Goldberger and Dr. Mark Gold, the Donald Dizney Eminent Scholar and chairman of the department of psychiatry, two leading experts on drug abuse, were selected by the State Department to conduct the research.
The resulting data will aid the effort to reduce demand for narcotics and prevent drug abuse in Afghanistan.
The researchers drew on their 10-year effort to develop laboratory models and protocols for measuring harmful exposure to tobacco smoke to estimate secondhand exposure to opium products through inhalation and thirdhand exposure through contact with contaminated surfaces.
“The research team has an interest in the health and welfare of the women and children of Afghanistan who are innocently exposed to opium and opium products,” Goldberger said. “We have
demonstrated that second- and thirdhand exposure to opium and opium products can result in serious health consequences, including addiction.”
Afghanistan produces more than 90 percent of the world’s illegal supply of opium, the drug from which heroin is made, according to the U.N. Office on Drugs and Crime.

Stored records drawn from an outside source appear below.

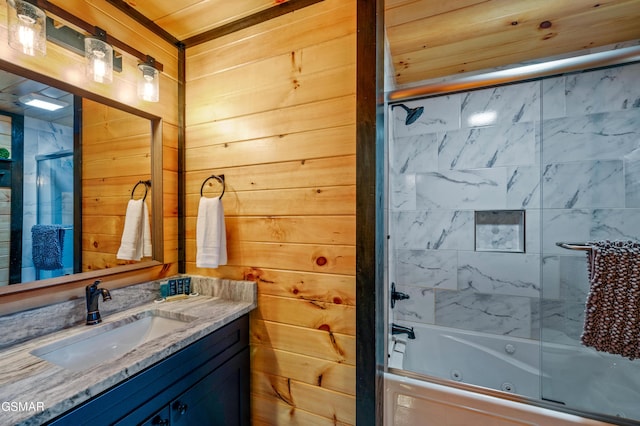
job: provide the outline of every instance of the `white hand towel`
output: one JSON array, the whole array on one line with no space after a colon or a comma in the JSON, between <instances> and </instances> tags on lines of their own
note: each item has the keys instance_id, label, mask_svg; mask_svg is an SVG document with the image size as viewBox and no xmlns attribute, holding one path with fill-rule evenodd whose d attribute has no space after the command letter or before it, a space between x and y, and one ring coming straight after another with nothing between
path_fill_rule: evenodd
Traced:
<instances>
[{"instance_id":1,"label":"white hand towel","mask_svg":"<svg viewBox=\"0 0 640 426\"><path fill-rule=\"evenodd\" d=\"M196 222L196 266L217 268L227 264L227 234L220 198L201 197Z\"/></svg>"},{"instance_id":2,"label":"white hand towel","mask_svg":"<svg viewBox=\"0 0 640 426\"><path fill-rule=\"evenodd\" d=\"M151 222L149 221L149 208L147 203L142 203L142 257L153 256L151 246Z\"/></svg>"},{"instance_id":3,"label":"white hand towel","mask_svg":"<svg viewBox=\"0 0 640 426\"><path fill-rule=\"evenodd\" d=\"M116 258L140 260L143 256L151 256L149 210L143 199L129 200Z\"/></svg>"}]
</instances>

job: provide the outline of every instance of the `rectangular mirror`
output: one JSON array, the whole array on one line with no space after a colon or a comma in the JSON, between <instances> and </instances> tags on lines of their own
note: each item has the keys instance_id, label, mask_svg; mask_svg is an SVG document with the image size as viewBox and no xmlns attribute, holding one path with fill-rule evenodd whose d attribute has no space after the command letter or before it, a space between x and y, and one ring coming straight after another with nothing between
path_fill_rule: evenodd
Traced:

But little is known about the abuse of opium and other drugs in the Afghan population.
To learn more, the International Narcotics and Law Enforcement Affairs bureau of the State Department funded the study as part of its drug abuse and trafficking prevention work with the Afghanistan Ministry of Counter Narcotics.
The researchers obtained samples of indoor air, surfaces and hair from women and children in homes where family members smoked opium and heroin.

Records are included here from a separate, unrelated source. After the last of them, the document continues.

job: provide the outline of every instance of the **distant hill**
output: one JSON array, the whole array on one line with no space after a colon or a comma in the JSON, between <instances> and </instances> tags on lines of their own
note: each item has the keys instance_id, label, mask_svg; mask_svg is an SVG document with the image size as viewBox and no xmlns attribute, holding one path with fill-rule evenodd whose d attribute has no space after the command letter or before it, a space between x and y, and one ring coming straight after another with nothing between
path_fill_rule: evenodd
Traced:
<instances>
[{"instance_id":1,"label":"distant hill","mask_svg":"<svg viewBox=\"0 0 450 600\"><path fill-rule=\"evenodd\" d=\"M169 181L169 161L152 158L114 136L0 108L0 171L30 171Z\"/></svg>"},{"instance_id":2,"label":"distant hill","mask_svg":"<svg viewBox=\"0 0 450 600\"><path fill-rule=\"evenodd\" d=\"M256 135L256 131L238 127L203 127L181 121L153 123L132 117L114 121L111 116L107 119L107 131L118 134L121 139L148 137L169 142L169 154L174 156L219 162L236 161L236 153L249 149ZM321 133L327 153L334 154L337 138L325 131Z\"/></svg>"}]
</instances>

Hair samples from the women and children were positive for opium products, as well as several synthetic opioids. In addition, opium products were present in indoor air samples and household surfaces such as floors, tables, toys and bedding with which children came into regular contact. The presence of synthetic opioid compounds suggests that the use of prescription drugs might also be a problem. Such exposure puts children at risk of abnormal development, including failure of the brain and lungs to grow properly. Such developmental delays can make it hard for children to pay attention and learn.
“There are critical periods in organ, body and brain development that can easily be hijacked by a toxic environment,” Gold said. “Our efforts are aimed at giving each child a chance to develop and grow to his or her potential.”
As has been proved for tobacco smoke, researchers suspect that adverse effects can also pop up in unexpected ways, such as in the development of bladder cancer.
Preliminary results show consistently that in more than 90 percent of study homes, indoor air, surfaces and residents’ hair contained opium and opium products.
The researchers will release more detailed results later and perform further analyses to get a clearer picture of the drug abuse problem in Afghanistan. To help address the issue, the study might expand to include culturally sensitive drug education and prevention programs.
The State Department has released a fact sheet on the study at www.state.gov/p/inl/rls/fs/140668.htm.